The reported treatment data must be interpreted considering existing clinical recommendations. Current clinical guidelines recommend the use of antiplatelet therapies in patients with T2D and prior CV disease, but not in those with low CV risk [11]. However, guidelines are less clear on their recommendations for the use of antiplatelet therapies in patients with T2D and established CV disease without previous ischemic events. Recent clinical trials have addressed whether antiplatelet therapies reduce the incidence of ischemic events in patients with T2D. The ASCEND trial (A Study of Cardiovascular Events iN Diabetes) assessed the absolute benefits of ASA in patients with T2D and no evident CV disease and showed that the prevention of serious vascular events was largely counterbalanced by bleeding risk [32]. On the other hand, dual antiplatelet regimens demonstrated a clear benefit in patients with T2D and a previous history of MI exceeding 1 year. In the PEGASUS-TIMI 54 trial (Prevention of Cardiovascular Events in Patients With Prior Heart Attack Using Ticagrelor Compared to Placebo on a Background of Aspirin-Thrombolysis In Myocardial Infarction 54), patients with T2D had a greater absolute reduction in the risk of major cardiovascular events (cardiovascular death, MI or stroke) than patients without T2D when treated with a combination of ticagrelor and ASA [33]. Finally, the THEMIS trial, was designed to evaluate the efficacy and safety of ticagrelor 60mg bid added to ASA therapy for the prevention of major CV events in patients with T2D and established CAD and without a history of previous MI or stroke [34]. This study showed that the incidence of ischemic events was lower in patients receiving ASA and ticagrelor than in those receiving ASA and placebo. However, the incidence of major bleeding events was significantly higher in the ticagrelor group than in the placebo group [34]; in spite of these results, a significantly net clinical benefit was demonstrated in the pre-specified subgroup analysis of patients who underwent PCI (THEMIS-PCI) [13]. Thus, the long-term dual antiplatelet therapy could be beneficial in T2D patients with stable CAD and previous PCI, with low bleeding risk and high ischemic risk.

Available evidence indicates that T2D leads to impaired microvascular function [35] and increased risk for MACE in patients with stable manifestations of atherothrombosis.
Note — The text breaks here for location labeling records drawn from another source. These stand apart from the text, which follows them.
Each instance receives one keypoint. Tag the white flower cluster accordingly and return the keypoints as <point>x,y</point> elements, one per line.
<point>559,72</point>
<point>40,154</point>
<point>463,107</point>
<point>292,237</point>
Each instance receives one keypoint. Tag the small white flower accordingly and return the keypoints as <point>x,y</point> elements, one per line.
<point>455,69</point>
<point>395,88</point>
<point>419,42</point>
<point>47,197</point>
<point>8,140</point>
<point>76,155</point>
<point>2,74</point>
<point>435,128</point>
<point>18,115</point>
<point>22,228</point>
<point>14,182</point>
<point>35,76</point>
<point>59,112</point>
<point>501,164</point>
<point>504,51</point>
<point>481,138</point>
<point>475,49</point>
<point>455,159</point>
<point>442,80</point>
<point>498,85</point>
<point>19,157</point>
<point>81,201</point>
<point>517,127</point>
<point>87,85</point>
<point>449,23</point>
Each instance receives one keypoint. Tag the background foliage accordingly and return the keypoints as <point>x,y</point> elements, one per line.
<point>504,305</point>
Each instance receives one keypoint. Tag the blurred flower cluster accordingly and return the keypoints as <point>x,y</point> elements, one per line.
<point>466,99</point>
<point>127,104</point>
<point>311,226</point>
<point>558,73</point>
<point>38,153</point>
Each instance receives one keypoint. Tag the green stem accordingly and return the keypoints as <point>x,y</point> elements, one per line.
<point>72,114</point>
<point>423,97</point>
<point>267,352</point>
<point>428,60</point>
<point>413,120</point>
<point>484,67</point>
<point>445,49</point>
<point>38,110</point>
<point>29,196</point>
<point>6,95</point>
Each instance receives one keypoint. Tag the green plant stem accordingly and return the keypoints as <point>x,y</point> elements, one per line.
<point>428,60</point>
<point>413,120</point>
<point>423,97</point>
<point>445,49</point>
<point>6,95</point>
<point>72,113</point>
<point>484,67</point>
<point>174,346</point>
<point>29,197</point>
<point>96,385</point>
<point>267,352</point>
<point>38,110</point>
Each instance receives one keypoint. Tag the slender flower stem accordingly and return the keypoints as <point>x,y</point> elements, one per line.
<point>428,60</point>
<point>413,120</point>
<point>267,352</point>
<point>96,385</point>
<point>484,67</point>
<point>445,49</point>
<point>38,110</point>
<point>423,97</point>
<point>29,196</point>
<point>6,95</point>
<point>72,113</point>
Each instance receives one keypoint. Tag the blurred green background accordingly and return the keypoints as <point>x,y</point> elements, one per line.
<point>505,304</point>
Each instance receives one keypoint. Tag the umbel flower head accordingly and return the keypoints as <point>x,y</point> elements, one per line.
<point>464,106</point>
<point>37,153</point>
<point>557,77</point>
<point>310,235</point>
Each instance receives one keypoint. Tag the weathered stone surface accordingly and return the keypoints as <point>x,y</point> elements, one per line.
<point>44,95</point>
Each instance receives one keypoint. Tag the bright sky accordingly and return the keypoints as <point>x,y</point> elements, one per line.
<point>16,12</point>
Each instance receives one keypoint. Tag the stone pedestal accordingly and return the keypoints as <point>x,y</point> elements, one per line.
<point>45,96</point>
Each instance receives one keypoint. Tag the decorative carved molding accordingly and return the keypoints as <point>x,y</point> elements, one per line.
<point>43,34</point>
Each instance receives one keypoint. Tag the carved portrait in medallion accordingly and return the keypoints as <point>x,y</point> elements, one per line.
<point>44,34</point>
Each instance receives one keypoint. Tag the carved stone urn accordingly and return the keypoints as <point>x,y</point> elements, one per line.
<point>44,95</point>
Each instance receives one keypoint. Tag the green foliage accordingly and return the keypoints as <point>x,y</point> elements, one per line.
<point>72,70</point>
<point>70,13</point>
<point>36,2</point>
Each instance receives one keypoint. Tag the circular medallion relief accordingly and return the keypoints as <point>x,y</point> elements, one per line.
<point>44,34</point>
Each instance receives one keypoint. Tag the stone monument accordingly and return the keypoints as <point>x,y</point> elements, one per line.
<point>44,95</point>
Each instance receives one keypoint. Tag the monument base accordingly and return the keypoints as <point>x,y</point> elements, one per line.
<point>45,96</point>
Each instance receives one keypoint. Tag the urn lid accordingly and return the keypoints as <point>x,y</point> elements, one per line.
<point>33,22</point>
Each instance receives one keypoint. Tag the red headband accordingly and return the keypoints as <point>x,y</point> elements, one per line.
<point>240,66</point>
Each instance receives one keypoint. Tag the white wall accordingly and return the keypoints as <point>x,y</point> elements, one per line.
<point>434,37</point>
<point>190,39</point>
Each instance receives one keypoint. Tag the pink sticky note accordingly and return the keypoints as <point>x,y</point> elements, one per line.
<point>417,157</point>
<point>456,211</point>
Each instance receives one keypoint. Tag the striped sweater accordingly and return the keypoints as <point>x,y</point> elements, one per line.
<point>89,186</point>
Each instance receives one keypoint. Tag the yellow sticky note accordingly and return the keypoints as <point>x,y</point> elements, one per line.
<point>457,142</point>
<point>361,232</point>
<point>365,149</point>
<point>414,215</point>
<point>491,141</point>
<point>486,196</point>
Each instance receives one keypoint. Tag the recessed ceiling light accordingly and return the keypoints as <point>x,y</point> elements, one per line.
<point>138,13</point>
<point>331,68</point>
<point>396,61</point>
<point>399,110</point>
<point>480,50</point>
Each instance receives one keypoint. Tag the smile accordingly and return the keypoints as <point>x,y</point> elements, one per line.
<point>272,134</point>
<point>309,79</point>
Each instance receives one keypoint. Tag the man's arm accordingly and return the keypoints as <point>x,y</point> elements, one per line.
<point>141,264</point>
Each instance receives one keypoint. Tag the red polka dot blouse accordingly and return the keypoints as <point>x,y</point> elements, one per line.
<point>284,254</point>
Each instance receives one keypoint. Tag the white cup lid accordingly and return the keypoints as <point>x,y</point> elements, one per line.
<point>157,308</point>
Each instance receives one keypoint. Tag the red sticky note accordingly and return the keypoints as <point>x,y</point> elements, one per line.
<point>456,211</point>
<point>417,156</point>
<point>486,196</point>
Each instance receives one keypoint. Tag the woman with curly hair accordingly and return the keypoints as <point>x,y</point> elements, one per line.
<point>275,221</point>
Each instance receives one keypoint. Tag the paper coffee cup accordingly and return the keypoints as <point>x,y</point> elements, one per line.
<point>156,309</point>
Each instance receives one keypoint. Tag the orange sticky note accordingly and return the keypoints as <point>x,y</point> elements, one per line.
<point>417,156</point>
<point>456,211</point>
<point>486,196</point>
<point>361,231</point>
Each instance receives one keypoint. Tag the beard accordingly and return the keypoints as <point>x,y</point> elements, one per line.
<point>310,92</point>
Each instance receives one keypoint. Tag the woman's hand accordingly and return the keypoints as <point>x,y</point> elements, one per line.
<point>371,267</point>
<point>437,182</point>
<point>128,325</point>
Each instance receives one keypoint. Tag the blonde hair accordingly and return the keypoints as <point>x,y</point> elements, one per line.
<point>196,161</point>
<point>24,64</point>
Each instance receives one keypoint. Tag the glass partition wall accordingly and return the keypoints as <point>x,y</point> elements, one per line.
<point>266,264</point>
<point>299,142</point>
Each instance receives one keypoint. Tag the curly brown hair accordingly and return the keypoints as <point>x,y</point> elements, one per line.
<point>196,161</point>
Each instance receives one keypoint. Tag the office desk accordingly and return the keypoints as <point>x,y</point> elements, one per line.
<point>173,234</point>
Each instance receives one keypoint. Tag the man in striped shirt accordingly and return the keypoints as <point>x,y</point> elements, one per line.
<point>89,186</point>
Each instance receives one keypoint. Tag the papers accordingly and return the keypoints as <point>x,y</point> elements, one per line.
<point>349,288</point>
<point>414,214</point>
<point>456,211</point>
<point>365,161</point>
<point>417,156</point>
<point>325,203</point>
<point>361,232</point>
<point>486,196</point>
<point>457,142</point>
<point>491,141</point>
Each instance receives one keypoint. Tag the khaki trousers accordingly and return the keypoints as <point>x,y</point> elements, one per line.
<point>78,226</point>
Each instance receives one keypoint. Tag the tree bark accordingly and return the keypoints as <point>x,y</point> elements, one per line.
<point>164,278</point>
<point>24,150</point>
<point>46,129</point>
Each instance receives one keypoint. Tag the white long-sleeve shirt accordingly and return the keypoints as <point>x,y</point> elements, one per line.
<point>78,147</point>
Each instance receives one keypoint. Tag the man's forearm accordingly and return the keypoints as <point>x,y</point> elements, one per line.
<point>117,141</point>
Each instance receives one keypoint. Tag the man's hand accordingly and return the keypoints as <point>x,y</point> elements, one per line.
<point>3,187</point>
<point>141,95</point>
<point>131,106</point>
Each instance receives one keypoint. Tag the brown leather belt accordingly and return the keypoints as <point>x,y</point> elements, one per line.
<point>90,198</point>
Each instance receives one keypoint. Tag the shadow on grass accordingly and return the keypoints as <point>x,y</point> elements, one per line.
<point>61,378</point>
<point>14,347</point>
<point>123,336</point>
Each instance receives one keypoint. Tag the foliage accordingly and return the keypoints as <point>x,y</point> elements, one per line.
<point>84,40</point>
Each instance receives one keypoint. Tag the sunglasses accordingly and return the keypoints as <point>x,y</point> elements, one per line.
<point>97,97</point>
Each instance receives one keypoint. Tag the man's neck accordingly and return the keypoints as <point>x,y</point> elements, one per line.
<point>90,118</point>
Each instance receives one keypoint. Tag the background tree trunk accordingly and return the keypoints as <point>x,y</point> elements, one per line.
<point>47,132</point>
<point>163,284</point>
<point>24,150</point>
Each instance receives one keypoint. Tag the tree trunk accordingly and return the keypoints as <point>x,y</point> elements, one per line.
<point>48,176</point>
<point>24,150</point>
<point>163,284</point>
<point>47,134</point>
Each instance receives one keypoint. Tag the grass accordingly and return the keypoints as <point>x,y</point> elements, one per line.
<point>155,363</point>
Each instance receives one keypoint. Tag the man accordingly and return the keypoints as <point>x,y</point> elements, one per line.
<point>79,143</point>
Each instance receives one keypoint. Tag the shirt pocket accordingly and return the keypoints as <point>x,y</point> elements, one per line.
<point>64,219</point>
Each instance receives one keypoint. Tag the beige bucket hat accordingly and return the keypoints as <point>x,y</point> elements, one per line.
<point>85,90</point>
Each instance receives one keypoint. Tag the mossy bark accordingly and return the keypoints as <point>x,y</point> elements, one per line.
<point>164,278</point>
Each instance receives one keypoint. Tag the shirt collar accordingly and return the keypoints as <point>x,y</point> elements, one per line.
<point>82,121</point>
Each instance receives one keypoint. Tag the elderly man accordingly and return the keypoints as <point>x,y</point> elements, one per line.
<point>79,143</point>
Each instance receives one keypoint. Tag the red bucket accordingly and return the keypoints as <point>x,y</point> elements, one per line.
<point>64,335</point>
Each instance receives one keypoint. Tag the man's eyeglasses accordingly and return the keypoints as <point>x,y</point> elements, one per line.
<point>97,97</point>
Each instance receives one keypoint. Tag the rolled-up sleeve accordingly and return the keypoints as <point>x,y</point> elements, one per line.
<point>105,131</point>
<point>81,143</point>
In addition, although adjunctive procedures such as thrombus aspiration prior to PCI intervention may improve ST-elevation MI (STEMI) outcomes in hyperglycemic patients [36], revascularized patients with T2D and stable CAD are still at high risk of ischemic events. Indeed, hyperglycemic-STEMI patients can experience adverse cardiovascular events such as restenosis and no-reflow despite PCI intervention [37, 38]. Notably, a recent study pointed to the involvement of the miR33/SIRT1 protein pathway in the inflammatory and coagulative processes of hyperglycemic coronary thrombi, which was in turn associated with rehospitalization and mortality in these patients at 1-year follow up [39]. Here, at least one of the MACE considered (MI, ischemic stroke, hospitalization due to unstable angina, and urgent coronary revascularization) was documented in over a third of patients during follow up. The 5-year cumulative incidence of MACE was 35.6% (rate of 225.7 per 1,000 person-year), with an incidence of MI of 17.5% (rate of 63.7 per 1,000 person-year), and ischemic stroke of 5% (rate of 16.9 per 1,000 person-year). In this line, the ATHENA study analyzed two cohorts of patients with T2D, namely patients at high cardiovascular risk (THEMIS-like cohort; n = 56,040) and patients at high cardiovascular risk or taking P2Y12 inhibitors (CAD-T2D cohort; n = 69,790). In ATHENA, the event rates in 100 person-years (THEMIS-like vs. CAD-T2D cohorts) for the composite outcome were 16.34 (95% CI: 16.31–16.37) vs. 17.64 (17.61–17.67), for MI 5.2 (5.19–5.23) vs. 5.5 (5.49–5.52), and for ischemic stroke 5.3 (5.37–5.41) vs 6.1 (6.11–6.15) [31]. Patients in the THEMIS-like cohort and the broader CAD-T2D population had substantial cardiovascular event rates, in turn indicating these patients are at an increased cardiovascular risk [13]. However, the high rates of ischemic events (MI and ischemic stroke) in the REACH and ATHENA studies, as well as in the present study, are likely attributable to the clinical profile of the patients enrolled, with a high proportion of elderly patients with multiple comorbidities. In this regard, it is important to note that the nature of our study methodology did not allow us to provide realistic mortality data since we only had access to in-hospital mortality.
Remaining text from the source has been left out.